Certificates
Trust that scales — a signature vouching for a signature.
What it does
Signatures left one question open. A signature proves a message came from the holder of a particular key — but how do you know that key belongs to saltworks.dev and not an impostor who generated their own? You've never met the server. You can't have exchanged keys in advance.
A certificate is the answer: a signed statement that says “this name owns this public key,” vouched for by someone you already trust. Stack those statements into a chain and you get public-key infrastructure — trust that scales to every server on the internet.
The chain of trust
Trust is delegated, in three links:
- Root CAs sit at the top. A few dozen of them are trusted by default — their keys ship inside your browser and operating system. They are guarded obsessively and used rarely.
- Intermediate CAs are signed by a root. (“I vouch for them.”) They do the day-to-day work, so the precious root key can stay offline in a vault.
- The leaf is the server's own certificate, signed by an intermediate. (“And I vouch for
saltworks.dev.”)
Verifying a site means walking that chain upward — checking each signature against the key above it — until you reach a root you already trust. No trusted root at the end, or any broken link along the way, and the certificate is rejected.
Walk it — then break a link
The chain below is real: three ECDSA key pairs, each certificate genuinely signed by the one above it, all verified in your browser. It starts valid. Inject a flaw and watch exactly where, and why, the verification fails:
Each flaw fails differently. A swapped key breaks the leaf's signature, because it no longer covers the key being presented. A broken signature fails at that exact link.
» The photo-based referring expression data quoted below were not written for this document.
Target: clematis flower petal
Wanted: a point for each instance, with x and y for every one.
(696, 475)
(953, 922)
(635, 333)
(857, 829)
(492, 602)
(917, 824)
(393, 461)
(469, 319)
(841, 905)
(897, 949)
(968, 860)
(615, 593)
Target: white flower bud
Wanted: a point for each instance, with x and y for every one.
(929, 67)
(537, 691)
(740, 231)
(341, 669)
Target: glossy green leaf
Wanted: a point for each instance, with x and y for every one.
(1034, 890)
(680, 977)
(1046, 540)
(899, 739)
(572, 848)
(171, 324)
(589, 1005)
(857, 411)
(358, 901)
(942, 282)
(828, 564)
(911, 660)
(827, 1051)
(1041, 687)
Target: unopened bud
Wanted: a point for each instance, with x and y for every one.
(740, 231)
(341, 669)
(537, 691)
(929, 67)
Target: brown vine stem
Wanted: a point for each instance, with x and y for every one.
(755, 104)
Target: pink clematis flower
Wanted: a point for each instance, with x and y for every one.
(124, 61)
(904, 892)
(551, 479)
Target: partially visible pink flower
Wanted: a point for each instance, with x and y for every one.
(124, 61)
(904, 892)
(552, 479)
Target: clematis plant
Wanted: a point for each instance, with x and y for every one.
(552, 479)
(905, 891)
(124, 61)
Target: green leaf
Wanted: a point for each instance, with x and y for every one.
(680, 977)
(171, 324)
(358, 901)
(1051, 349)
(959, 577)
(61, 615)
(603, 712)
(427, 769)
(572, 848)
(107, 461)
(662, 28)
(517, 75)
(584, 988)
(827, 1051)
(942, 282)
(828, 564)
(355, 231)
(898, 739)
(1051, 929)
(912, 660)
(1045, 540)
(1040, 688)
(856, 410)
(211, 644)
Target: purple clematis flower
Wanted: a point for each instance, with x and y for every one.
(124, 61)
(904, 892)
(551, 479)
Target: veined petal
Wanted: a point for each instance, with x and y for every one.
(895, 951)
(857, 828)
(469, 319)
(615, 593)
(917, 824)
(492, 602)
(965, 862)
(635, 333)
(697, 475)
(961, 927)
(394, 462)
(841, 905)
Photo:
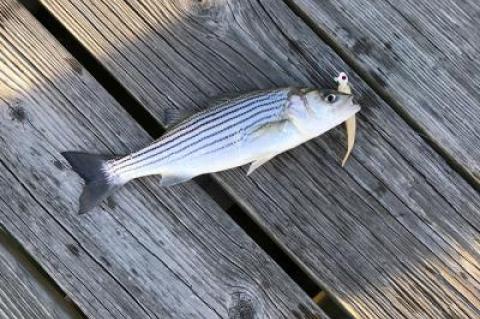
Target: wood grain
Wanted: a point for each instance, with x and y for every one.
(146, 253)
(394, 235)
(424, 55)
(24, 291)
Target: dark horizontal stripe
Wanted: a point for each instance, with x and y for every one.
(196, 120)
(178, 140)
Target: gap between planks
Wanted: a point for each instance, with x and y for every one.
(385, 95)
(211, 186)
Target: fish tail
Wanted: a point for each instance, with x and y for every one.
(100, 182)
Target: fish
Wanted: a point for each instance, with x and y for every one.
(250, 129)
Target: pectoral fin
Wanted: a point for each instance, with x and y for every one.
(273, 127)
(170, 180)
(259, 163)
(350, 126)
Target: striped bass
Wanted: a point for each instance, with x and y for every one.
(250, 129)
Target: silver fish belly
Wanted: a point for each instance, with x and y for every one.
(210, 141)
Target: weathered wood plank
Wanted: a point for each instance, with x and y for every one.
(422, 53)
(394, 235)
(24, 291)
(147, 253)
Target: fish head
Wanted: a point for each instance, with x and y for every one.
(325, 109)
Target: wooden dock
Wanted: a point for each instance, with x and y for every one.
(394, 234)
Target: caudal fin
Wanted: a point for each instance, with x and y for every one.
(98, 184)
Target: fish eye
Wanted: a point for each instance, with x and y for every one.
(331, 98)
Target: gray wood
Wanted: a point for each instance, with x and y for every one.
(24, 291)
(424, 54)
(394, 235)
(146, 253)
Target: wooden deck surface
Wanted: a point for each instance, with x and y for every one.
(395, 234)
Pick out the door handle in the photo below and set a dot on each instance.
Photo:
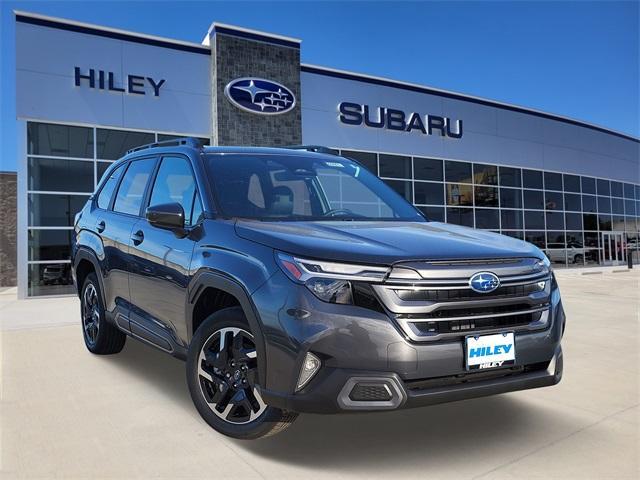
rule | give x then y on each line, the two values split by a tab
137	237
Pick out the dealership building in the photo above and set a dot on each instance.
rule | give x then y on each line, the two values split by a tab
85	94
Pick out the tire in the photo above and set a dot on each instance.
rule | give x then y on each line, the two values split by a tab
100	336
222	367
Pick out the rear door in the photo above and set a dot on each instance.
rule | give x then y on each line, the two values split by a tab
115	225
160	260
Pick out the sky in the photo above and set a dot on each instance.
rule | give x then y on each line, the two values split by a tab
577	59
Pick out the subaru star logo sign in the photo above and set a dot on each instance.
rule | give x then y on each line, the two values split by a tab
257	95
484	282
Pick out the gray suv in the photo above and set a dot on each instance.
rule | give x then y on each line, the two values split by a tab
294	280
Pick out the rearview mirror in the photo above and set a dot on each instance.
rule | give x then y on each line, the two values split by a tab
169	216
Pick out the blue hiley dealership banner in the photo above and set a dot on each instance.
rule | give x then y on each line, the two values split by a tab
80	77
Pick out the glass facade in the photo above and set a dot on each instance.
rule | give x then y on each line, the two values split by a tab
575	220
64	165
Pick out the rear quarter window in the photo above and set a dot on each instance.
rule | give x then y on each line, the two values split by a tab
109	185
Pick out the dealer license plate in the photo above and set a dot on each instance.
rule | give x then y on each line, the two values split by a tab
490	351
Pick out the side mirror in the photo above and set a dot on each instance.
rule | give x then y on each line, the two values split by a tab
169	216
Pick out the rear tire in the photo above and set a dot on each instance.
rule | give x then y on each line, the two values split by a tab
222	367
100	336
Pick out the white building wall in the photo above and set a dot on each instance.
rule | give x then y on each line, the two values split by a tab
491	134
45	82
An untrusted root is the subtle one: every signature is mathematically valid, yet the chain is still rejected — because a self-signed certificate proves nothing unless its root is one your browser was told to trust. Anyone can mint a root; the trust store is what makes a handful of them special.
Why a chain, instead of trusting every key?
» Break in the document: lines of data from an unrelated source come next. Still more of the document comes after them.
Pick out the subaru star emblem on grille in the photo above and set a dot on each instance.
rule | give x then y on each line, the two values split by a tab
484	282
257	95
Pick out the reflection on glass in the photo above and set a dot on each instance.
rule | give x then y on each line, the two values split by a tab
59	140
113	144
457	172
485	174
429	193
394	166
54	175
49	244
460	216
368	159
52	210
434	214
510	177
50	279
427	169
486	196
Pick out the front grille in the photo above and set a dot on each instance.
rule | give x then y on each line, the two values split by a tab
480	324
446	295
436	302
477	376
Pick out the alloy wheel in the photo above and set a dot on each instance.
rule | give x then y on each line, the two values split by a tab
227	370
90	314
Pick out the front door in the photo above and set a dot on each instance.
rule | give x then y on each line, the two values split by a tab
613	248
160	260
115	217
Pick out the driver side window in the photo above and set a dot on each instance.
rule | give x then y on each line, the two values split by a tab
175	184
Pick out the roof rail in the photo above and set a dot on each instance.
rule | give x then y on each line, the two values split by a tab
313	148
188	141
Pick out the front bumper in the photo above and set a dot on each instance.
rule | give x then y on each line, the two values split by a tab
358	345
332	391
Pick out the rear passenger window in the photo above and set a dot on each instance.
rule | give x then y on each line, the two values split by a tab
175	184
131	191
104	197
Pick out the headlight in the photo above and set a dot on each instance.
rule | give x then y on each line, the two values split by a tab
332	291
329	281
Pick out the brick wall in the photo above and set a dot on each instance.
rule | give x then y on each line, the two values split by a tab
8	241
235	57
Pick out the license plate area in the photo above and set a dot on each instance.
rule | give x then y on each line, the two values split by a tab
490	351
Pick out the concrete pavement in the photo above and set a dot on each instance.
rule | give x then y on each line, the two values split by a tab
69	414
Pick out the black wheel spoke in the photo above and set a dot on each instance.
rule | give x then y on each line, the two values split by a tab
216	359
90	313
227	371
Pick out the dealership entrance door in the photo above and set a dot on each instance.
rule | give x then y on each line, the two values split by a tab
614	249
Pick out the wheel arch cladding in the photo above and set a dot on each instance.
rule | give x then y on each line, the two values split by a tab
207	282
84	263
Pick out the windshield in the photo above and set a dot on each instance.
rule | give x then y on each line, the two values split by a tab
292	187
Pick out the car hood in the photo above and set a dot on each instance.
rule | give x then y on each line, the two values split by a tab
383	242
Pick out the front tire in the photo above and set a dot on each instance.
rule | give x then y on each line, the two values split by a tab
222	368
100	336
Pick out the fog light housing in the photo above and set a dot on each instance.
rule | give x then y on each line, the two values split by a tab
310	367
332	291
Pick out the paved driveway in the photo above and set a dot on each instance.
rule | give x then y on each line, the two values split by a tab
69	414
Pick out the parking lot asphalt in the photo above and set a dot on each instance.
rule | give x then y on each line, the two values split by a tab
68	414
Two reasons. Scale: nobody could ship a list of every server's key, so trust is delegated down from a small, fixed set of roots. Safety: the high-value root keys stay offline and almost never sign anything, while disposable intermediates do the daily issuing — and can be revoked and replaced without reshipping every browser on earth.
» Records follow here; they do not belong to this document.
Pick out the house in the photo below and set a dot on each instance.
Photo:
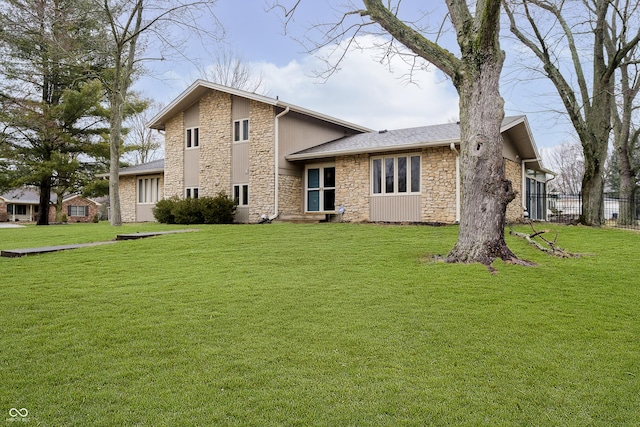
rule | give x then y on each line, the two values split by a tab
277	158
22	205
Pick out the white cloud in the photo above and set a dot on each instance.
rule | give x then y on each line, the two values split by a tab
364	91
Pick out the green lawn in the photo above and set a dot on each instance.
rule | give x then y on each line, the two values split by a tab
328	325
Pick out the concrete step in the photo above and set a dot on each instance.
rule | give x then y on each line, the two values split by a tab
302	218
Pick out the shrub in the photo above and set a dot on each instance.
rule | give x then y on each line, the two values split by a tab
188	211
218	210
205	210
163	211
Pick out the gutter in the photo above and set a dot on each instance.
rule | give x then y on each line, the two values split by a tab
276	167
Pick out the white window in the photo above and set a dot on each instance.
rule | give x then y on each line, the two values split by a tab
191	192
148	190
192	138
78	210
241	194
320	188
395	175
241	130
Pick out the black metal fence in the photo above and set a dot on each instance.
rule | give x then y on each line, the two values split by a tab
567	208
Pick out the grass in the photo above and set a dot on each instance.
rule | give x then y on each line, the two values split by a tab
330	324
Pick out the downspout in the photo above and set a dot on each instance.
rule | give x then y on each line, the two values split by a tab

The padlock means private, not honest
A valid certificate proves you're really talking to the domain in the address bar, over an encrypted channel — nothing more. A phishing site at saltw0rks.dev can hold a perfectly valid certificate for that name. The chain authenticates the connection, not the character of whoever's on the other end. Read the name, not just the lock.
What it's for
- HTTPS — this chain is the Certificate step of the TLS handshake. It's what lets your browser trust a server it's never met.
- Code & document signing — the same PKI proves software updates and signed PDFs come from who they claim.
- Mutual TLS & device identity — certificates also identify clients: services, devices, and employees authenticating to each other inside a network.